Is directly importing CSV by double-clicking on the file not the proper procedure or is this a bug?

More Information to last reply:

  • Using ONLYOFFICE->Open Local file gives same result as double-clicking from file manager. Totally expected, just confirming.
  • Regional setting for Linux Mint 22, applied US English (including date format) System-Wide, logged out and rebooted. Same results as listed.
  • Confirmed Region setting is English (United States) in ONLYOFFICE calc.
  • Exact version is 8.1.1.27 via flatpack.

Hello @TomB

So the expected date to see is 10th of August in the this line, is it correct? At least it seems so according to US format.

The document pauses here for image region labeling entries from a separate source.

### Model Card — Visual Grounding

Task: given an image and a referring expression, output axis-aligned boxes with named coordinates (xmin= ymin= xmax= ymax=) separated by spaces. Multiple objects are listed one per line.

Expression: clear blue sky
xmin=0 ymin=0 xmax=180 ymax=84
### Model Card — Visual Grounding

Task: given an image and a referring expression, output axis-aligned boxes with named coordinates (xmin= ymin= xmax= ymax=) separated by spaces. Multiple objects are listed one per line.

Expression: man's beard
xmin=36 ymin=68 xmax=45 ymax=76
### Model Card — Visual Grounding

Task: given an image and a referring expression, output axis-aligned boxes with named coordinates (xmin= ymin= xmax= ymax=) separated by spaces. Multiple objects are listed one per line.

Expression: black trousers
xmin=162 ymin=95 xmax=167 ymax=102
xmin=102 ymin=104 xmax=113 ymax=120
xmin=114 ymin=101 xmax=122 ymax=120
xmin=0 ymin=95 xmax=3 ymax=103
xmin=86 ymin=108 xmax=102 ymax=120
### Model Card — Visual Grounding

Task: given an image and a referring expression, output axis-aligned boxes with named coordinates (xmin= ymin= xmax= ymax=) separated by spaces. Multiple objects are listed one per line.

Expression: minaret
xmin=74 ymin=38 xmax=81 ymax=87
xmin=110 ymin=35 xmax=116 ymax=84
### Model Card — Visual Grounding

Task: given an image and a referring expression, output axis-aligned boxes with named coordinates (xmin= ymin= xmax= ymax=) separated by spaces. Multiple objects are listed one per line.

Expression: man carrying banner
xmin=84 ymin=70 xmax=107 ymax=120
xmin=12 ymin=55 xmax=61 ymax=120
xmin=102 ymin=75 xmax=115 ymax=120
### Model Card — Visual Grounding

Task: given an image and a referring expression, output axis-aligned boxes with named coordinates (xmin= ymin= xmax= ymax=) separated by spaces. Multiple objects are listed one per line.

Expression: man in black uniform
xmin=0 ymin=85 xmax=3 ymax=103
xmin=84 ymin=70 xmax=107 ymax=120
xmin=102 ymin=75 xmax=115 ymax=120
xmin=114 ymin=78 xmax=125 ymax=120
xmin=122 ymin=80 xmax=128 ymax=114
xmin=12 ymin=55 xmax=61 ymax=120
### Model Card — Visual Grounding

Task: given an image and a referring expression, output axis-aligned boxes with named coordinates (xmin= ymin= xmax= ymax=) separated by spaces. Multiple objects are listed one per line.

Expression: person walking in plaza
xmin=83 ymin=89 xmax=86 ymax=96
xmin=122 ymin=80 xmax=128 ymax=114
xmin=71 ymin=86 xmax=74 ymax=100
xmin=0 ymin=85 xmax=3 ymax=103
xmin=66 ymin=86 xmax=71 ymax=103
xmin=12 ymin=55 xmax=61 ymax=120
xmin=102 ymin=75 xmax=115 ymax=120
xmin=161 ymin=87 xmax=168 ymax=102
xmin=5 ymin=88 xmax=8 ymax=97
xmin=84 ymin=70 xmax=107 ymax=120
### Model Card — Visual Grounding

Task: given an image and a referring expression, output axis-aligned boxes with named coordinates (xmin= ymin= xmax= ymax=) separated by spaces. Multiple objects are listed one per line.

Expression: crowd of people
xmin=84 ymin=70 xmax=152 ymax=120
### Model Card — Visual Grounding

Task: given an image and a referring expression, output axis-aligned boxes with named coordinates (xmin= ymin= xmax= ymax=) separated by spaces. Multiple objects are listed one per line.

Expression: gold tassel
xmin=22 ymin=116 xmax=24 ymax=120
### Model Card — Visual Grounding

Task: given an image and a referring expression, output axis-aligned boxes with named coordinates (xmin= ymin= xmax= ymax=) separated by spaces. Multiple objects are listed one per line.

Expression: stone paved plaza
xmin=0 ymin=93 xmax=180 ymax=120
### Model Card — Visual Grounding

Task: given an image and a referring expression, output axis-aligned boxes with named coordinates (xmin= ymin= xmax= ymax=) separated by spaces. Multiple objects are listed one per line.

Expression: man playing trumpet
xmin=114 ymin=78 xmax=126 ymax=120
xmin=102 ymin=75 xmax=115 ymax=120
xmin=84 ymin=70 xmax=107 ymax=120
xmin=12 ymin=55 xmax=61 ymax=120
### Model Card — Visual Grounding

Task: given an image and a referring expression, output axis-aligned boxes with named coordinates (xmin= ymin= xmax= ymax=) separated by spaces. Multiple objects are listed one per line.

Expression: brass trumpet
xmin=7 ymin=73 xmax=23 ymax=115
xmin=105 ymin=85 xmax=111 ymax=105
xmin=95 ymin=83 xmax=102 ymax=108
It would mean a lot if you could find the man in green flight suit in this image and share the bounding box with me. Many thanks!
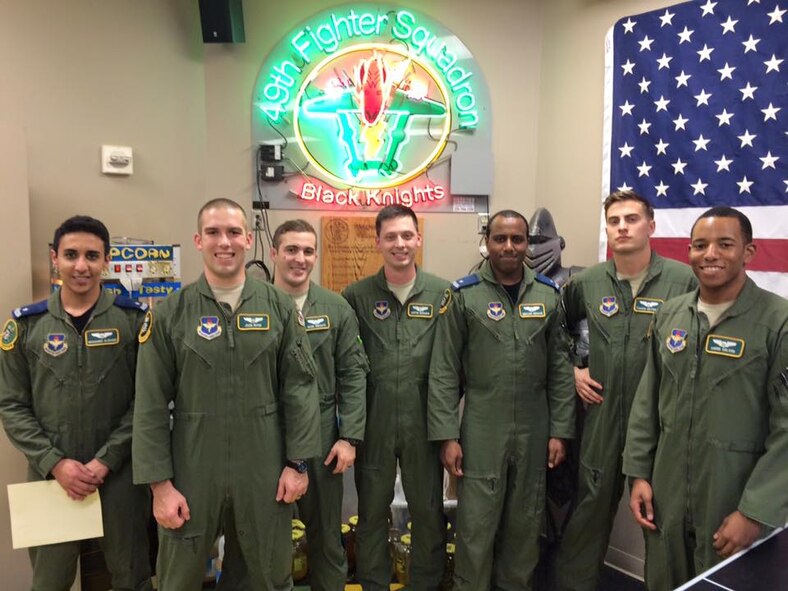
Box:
[271,220,368,591]
[132,199,320,591]
[0,216,152,591]
[428,210,575,591]
[343,205,449,591]
[624,207,788,591]
[554,191,697,591]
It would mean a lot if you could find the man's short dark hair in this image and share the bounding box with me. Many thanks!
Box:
[52,215,109,256]
[690,205,752,244]
[197,197,246,232]
[375,204,419,238]
[484,209,530,238]
[271,219,317,248]
[605,191,654,220]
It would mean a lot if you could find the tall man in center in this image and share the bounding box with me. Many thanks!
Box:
[271,220,368,591]
[132,199,320,591]
[429,210,575,591]
[343,205,449,591]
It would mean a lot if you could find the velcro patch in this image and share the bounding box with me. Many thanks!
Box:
[304,314,331,332]
[236,314,271,330]
[705,334,745,359]
[84,328,120,347]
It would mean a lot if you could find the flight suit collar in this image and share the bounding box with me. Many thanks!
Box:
[197,273,253,309]
[47,286,115,320]
[479,260,536,295]
[605,250,665,287]
[375,266,426,299]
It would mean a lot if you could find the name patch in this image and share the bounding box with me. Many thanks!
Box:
[0,318,19,351]
[487,302,506,322]
[304,315,331,332]
[706,334,745,359]
[85,328,120,347]
[372,300,391,320]
[236,314,271,330]
[599,296,618,318]
[633,298,665,314]
[44,332,68,357]
[408,303,432,318]
[665,328,687,353]
[517,304,547,318]
[197,316,222,341]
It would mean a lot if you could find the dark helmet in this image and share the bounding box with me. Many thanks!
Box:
[525,207,566,276]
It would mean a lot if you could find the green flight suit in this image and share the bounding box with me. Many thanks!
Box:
[428,262,575,591]
[298,283,369,591]
[555,254,697,591]
[624,279,788,591]
[0,291,152,591]
[132,276,320,591]
[343,269,449,591]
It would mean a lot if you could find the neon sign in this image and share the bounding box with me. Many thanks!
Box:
[253,5,489,213]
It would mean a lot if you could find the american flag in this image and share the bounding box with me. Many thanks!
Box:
[600,0,788,297]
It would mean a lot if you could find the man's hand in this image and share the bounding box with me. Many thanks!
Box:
[712,511,762,558]
[441,439,462,478]
[629,478,657,531]
[52,458,104,501]
[547,437,566,470]
[85,458,109,484]
[150,480,191,529]
[575,367,605,404]
[323,439,356,474]
[276,466,309,503]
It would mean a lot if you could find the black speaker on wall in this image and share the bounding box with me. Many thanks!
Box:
[200,0,246,43]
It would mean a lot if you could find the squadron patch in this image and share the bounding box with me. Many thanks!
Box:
[0,318,19,351]
[408,302,432,318]
[197,316,222,341]
[632,298,665,314]
[705,334,745,359]
[372,300,391,320]
[137,310,153,345]
[599,296,618,318]
[84,328,120,347]
[665,328,687,353]
[44,332,68,357]
[487,302,506,322]
[517,304,547,318]
[438,289,451,314]
[304,314,331,332]
[236,314,271,330]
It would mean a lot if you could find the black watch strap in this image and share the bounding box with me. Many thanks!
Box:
[285,460,307,474]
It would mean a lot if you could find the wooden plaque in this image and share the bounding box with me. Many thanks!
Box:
[320,216,424,292]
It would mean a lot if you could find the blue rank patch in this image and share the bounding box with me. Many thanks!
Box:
[372,300,391,320]
[197,316,222,341]
[408,302,432,318]
[632,298,665,314]
[665,328,687,353]
[599,296,618,318]
[235,314,271,332]
[84,328,120,347]
[487,302,506,322]
[44,332,68,357]
[517,304,547,318]
[705,334,745,359]
[304,314,331,332]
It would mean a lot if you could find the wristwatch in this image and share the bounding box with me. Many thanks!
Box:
[285,460,306,474]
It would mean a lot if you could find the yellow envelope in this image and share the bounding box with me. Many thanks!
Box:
[8,480,104,549]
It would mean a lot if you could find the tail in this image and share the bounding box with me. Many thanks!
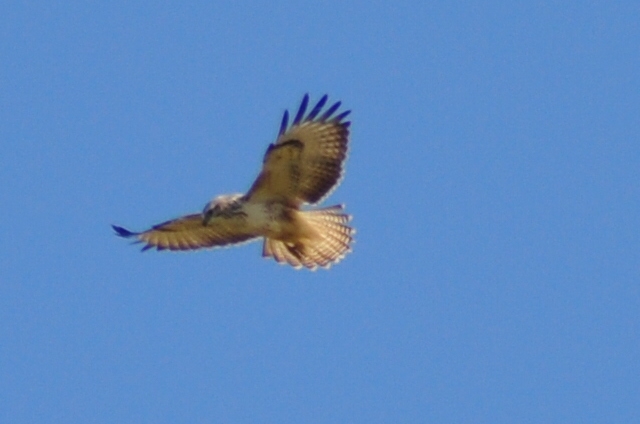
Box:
[262,205,356,270]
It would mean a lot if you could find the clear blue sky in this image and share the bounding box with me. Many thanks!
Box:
[0,1,640,423]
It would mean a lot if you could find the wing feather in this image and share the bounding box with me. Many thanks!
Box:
[247,95,351,205]
[113,214,259,251]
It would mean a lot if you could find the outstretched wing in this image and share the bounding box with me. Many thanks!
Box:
[112,214,259,251]
[247,94,351,205]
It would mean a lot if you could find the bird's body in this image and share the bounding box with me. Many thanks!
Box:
[113,96,355,269]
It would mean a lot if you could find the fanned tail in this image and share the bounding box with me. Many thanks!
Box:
[262,205,355,270]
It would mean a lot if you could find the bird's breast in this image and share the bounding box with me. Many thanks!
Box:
[243,203,291,238]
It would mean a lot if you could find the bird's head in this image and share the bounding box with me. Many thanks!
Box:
[202,193,242,226]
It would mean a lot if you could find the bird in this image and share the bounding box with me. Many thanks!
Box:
[112,94,355,270]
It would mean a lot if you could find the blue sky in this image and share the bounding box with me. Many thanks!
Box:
[0,1,640,423]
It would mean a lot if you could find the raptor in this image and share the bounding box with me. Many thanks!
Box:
[113,94,355,270]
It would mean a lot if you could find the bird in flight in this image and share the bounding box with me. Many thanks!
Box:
[113,94,355,270]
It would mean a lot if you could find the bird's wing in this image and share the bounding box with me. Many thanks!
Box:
[112,214,259,250]
[247,95,351,205]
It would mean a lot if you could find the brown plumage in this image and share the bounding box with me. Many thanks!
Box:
[113,95,355,269]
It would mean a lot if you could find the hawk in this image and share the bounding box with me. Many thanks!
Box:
[112,94,355,270]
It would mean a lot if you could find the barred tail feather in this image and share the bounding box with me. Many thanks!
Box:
[262,205,355,270]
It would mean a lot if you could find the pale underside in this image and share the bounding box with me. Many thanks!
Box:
[114,96,354,269]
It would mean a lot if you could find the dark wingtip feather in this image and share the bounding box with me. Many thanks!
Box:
[306,94,329,121]
[320,102,342,121]
[278,110,289,136]
[333,110,351,122]
[111,225,137,238]
[292,93,309,125]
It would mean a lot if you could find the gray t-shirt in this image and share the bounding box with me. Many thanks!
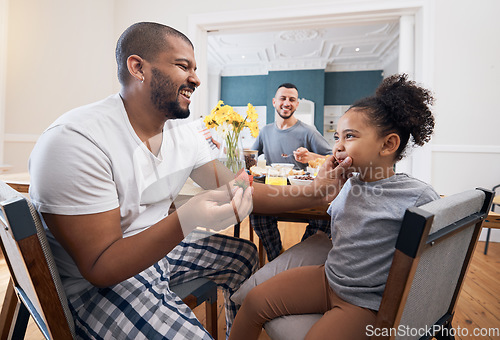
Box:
[325,174,439,310]
[252,120,332,169]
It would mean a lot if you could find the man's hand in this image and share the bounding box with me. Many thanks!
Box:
[293,147,316,163]
[177,178,253,236]
[313,156,353,203]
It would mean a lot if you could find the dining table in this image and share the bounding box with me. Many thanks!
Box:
[0,172,500,254]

Yes, that’s supposed to be August 2024 dates.

Thank you for the reply. We will take a closer look at this situation. I’m keeping you posted.

We have registered an issue on this behavior for further investigation. Thank you for pointing to it.

Thanks for your efforts. This is how things get better.